The presence of there may sound wrong and strange, but it is correct and natural.
Even more important, it is essential in the sentence, because without it, what would refer to something else altogether!
Let's take an example situation:
I do this boring job because I need the money.
Obviously, there is a reason to do this boring job.
If I want to ask about a reason to do this boring job, I can ask:
What is a reason to do this boring job? I need the money.
What refers clearly to the reason here, and I'll assume you'll have little problem with the formation of that question.
Now, let's say that we know the reason, but we want to clarify what the reason logically entails: doing the job.
What there is a reason to do is this boring job.

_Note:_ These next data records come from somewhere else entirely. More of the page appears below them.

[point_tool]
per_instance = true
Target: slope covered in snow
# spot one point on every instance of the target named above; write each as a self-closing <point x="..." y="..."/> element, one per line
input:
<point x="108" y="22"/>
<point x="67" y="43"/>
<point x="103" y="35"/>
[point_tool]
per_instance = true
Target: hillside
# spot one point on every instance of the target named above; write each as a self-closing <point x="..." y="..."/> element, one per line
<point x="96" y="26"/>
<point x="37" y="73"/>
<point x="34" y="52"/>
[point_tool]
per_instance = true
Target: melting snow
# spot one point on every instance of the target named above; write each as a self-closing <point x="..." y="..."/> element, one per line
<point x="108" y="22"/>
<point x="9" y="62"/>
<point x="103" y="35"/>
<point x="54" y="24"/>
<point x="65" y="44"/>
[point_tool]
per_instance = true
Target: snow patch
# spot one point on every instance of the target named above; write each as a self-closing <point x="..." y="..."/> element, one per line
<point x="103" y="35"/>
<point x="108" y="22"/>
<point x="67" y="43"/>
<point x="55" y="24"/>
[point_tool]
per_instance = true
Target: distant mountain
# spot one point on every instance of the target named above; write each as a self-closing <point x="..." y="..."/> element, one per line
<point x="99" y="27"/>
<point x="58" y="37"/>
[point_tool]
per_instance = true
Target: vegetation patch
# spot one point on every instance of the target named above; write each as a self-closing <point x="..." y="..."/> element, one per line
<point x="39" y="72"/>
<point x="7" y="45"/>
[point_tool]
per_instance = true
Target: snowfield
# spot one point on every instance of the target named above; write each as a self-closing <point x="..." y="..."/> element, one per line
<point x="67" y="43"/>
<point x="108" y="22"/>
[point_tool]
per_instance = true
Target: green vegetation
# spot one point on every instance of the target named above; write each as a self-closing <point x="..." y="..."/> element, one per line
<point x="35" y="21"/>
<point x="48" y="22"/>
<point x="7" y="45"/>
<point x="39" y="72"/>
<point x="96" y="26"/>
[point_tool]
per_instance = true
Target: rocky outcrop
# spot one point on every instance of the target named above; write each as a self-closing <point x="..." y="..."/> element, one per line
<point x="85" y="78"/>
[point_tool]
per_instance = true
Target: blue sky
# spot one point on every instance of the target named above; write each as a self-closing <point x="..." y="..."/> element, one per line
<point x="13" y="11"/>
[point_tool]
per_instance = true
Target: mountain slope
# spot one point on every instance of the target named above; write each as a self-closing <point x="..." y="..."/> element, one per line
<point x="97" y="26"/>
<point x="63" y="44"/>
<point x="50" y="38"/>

Here, what refers to this boring job, not to the reason!
I can even leave out this boring job, and I could tell you that there are things I do for a reason (like that job), and there are things to do without an obvious reason, which I may enjoy much more:
What there is a reason to do is useful, but terribly boring.
To repeat the exercise with your original sentence: there is evidence to believe something. Let's say that you found a knife in my hand while I'm standing next to a dead rabbit in pieces in my kitchen.
It is likely I cut up the rabbit, but there is no evidence that the rabbit was alive when entering my kitchen — the likely assumption is that I bought it good and dead from a butcher!
If we talk about the evidence — my location and my holding a knife — we simply refer to that as:
The fact I was holding the knife is evidence to believe (I cut up the rabbit).
What is evidence to believe (I cut up the rabbit) is that I was holding a knife.
However, if you are talking about me cutting up the rabbit, what should not refer to the evidence!
There is evidence to believe I cut up the rabbit.
What there is evidence to believe is that I cut up the rabbit.